Artur, diretor da empresa, mostra forno do crematório à época da inauguração do local (Foto: Arquivo/Silas Lima)
Artur, diretor da empresa, mostra forno do crematório à época da inauguração do local (Foto: Arquivo/Silas Lima)

Isso vale mesmo com Djahir sendo o próprio contrante do serviço: ele mesmo assinou o contrato e ele mesmo pagou as parcelas em vida, sem atrasar nenhuma. "Não serve como comprovação, seguimos o que diz a lei", reforça o diretor.

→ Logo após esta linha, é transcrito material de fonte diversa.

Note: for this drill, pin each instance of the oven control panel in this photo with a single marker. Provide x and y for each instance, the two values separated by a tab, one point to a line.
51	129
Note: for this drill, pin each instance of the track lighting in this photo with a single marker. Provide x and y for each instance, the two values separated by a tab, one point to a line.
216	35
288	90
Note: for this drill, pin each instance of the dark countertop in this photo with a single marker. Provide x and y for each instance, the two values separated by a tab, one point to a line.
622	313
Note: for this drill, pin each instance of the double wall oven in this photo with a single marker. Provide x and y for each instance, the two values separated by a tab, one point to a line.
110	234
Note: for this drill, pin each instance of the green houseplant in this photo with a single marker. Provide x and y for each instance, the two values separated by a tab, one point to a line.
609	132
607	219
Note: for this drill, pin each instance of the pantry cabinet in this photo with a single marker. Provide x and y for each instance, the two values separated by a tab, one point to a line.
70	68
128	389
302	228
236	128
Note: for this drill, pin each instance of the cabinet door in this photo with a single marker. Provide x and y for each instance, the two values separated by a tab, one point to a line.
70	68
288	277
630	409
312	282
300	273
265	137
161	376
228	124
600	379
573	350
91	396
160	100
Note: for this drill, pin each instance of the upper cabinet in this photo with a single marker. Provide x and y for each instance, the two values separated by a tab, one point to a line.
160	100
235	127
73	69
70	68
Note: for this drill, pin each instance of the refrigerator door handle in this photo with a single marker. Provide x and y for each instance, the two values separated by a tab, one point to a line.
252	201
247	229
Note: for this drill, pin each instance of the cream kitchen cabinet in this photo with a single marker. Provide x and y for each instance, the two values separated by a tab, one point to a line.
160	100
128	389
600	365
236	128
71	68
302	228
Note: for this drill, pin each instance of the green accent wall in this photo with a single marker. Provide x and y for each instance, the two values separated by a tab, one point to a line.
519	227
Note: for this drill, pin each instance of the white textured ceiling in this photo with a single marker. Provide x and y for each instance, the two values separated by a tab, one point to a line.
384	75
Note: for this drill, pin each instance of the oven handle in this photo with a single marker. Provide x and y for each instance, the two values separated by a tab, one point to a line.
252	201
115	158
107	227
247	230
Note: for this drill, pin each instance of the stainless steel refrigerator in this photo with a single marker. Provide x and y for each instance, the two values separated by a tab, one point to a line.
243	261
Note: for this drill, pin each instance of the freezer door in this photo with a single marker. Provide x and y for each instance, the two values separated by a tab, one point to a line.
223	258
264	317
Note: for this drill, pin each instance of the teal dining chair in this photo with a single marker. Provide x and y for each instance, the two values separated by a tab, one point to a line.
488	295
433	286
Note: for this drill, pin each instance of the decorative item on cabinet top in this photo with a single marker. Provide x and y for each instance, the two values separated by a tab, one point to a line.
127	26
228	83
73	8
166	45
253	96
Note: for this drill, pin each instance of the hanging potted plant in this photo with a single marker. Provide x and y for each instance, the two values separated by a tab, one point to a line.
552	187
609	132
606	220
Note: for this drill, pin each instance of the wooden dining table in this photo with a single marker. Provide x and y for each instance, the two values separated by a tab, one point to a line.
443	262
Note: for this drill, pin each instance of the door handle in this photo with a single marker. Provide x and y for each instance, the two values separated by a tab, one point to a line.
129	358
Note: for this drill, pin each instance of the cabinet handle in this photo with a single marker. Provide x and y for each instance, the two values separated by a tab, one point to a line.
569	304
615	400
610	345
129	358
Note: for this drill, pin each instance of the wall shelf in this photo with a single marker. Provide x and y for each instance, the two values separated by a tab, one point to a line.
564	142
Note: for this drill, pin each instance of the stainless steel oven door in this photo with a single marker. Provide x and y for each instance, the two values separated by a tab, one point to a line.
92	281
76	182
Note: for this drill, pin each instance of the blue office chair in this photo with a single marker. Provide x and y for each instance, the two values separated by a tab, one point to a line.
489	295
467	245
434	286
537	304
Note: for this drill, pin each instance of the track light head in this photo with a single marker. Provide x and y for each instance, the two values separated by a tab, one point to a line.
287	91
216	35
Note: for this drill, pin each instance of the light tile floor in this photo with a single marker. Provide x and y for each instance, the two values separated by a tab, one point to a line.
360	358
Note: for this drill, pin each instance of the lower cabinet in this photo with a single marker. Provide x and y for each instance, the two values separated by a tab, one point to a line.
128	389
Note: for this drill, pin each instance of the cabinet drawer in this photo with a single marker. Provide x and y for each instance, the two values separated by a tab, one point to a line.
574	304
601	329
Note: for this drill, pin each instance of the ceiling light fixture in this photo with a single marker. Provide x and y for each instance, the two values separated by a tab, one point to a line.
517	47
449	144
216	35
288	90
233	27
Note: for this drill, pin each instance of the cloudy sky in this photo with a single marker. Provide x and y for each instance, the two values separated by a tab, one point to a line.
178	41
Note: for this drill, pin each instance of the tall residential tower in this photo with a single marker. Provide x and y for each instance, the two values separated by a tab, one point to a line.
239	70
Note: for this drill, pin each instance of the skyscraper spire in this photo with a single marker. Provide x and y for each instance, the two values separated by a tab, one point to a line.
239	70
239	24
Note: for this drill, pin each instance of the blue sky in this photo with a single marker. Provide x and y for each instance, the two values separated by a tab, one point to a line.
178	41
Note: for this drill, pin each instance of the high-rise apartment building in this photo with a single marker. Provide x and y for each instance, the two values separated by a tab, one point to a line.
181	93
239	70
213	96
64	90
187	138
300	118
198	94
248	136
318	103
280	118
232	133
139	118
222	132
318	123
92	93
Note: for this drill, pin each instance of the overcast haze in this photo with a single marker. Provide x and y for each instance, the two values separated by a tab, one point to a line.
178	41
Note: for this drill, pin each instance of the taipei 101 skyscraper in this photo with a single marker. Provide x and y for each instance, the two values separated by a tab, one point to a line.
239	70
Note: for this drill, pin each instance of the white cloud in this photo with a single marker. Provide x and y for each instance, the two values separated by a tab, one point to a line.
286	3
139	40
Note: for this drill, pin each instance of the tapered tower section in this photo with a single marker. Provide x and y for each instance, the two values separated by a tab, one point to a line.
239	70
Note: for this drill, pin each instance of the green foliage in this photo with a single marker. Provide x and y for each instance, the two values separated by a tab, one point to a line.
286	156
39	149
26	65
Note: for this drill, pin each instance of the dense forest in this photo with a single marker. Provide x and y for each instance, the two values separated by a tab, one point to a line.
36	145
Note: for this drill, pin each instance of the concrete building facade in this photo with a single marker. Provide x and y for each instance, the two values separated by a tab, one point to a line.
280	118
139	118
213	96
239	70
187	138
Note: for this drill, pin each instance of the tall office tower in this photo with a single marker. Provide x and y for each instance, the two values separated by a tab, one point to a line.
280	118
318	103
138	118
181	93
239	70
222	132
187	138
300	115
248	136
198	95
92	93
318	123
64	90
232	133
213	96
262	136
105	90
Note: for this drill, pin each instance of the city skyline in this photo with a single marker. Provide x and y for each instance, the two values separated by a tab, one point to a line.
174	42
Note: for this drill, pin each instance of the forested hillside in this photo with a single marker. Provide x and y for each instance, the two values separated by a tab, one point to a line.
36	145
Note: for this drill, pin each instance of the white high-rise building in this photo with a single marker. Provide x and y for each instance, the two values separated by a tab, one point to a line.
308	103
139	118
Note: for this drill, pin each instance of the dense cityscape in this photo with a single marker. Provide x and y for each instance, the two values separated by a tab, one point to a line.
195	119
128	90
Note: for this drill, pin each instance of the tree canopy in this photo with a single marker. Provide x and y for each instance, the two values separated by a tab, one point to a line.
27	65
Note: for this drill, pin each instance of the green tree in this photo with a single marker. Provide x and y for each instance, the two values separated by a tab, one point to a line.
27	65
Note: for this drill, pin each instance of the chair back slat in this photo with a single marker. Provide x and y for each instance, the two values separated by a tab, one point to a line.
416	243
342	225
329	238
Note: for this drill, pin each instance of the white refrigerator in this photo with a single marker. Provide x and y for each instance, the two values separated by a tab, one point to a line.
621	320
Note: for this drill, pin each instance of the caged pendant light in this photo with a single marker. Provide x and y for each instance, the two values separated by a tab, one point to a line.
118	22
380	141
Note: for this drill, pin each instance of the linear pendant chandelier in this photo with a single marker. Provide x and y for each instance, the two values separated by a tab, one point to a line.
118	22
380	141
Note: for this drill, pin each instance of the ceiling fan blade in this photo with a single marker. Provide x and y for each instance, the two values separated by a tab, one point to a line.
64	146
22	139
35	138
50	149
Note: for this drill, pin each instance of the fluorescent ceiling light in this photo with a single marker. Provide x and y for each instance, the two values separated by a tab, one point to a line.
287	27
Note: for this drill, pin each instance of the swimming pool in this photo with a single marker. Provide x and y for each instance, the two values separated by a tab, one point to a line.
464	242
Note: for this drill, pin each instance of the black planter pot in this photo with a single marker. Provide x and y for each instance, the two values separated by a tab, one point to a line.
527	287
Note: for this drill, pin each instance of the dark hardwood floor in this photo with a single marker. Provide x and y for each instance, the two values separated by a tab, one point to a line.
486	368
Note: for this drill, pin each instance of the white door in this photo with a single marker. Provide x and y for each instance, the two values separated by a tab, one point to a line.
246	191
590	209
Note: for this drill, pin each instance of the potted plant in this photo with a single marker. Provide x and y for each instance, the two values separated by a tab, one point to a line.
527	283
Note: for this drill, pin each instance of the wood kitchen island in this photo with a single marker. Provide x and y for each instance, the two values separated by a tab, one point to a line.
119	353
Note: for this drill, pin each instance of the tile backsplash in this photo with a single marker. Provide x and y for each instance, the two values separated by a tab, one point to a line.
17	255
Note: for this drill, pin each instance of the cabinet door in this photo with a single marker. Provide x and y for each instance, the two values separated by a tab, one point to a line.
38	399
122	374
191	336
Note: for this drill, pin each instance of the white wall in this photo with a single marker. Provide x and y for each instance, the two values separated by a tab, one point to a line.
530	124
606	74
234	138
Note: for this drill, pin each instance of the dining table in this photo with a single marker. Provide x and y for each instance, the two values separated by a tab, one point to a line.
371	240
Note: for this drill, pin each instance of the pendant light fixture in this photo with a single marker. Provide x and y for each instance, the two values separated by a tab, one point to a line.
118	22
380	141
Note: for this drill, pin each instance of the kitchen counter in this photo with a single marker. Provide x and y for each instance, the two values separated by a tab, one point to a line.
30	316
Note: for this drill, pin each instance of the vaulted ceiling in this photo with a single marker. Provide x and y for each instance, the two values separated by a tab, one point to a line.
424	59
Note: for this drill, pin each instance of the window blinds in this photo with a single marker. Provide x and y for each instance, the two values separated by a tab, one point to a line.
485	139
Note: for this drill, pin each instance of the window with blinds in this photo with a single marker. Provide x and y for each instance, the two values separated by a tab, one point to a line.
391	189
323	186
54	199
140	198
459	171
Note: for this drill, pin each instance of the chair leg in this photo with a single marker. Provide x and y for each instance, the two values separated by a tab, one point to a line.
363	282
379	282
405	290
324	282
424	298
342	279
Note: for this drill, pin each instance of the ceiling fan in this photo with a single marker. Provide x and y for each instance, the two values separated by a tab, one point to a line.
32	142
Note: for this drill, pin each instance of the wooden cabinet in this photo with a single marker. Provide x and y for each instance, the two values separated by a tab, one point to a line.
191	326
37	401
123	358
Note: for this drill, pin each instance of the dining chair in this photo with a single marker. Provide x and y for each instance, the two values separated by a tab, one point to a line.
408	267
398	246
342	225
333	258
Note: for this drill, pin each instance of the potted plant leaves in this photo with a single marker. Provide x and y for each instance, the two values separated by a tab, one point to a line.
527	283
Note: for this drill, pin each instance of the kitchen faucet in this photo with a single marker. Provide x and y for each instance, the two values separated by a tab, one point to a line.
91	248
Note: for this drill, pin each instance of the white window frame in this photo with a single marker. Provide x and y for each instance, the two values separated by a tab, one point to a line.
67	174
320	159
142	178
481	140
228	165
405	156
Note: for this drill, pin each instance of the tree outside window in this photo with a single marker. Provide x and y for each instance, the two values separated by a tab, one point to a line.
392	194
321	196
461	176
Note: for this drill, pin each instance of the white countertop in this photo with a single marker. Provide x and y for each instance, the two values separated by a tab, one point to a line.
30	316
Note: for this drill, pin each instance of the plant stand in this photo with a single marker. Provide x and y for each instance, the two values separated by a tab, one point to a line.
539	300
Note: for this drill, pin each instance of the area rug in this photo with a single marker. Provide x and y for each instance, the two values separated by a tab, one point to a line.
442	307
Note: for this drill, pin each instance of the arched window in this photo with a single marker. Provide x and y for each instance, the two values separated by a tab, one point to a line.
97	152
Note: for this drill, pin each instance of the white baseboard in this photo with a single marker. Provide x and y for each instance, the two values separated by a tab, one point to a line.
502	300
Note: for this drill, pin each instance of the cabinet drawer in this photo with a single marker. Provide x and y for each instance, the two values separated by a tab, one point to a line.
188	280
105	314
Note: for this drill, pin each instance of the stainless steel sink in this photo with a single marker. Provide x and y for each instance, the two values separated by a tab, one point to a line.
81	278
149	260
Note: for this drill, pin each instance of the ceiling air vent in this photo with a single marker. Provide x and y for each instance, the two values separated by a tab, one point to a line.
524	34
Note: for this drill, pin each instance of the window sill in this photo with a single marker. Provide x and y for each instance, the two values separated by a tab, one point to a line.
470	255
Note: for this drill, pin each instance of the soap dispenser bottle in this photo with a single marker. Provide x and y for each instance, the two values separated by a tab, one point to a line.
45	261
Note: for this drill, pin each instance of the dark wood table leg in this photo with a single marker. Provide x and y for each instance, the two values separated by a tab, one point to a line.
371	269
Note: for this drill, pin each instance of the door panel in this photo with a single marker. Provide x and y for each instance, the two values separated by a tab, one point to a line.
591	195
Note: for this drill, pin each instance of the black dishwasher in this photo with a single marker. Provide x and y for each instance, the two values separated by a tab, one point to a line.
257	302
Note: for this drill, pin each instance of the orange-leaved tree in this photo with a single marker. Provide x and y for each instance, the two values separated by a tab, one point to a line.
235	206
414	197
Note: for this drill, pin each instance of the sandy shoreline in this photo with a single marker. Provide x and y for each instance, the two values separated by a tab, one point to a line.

O divergente - A reportagem tentou contato com o filho que nega autorização para a cremação do pai para ouvir seu lado, mas não teve retorno até esta publicação. O espaço segue aberto para manifestação.

Lidiane, que tem 43 anos, insiste na realização da vontade do pai. "Quem o conhecia, sabia que era o que ele queria. Que isso seja possível logo, para que a gente pare de correr atrás de advogado, de empresa e possa sentir o luto da perda do meu pai", apela.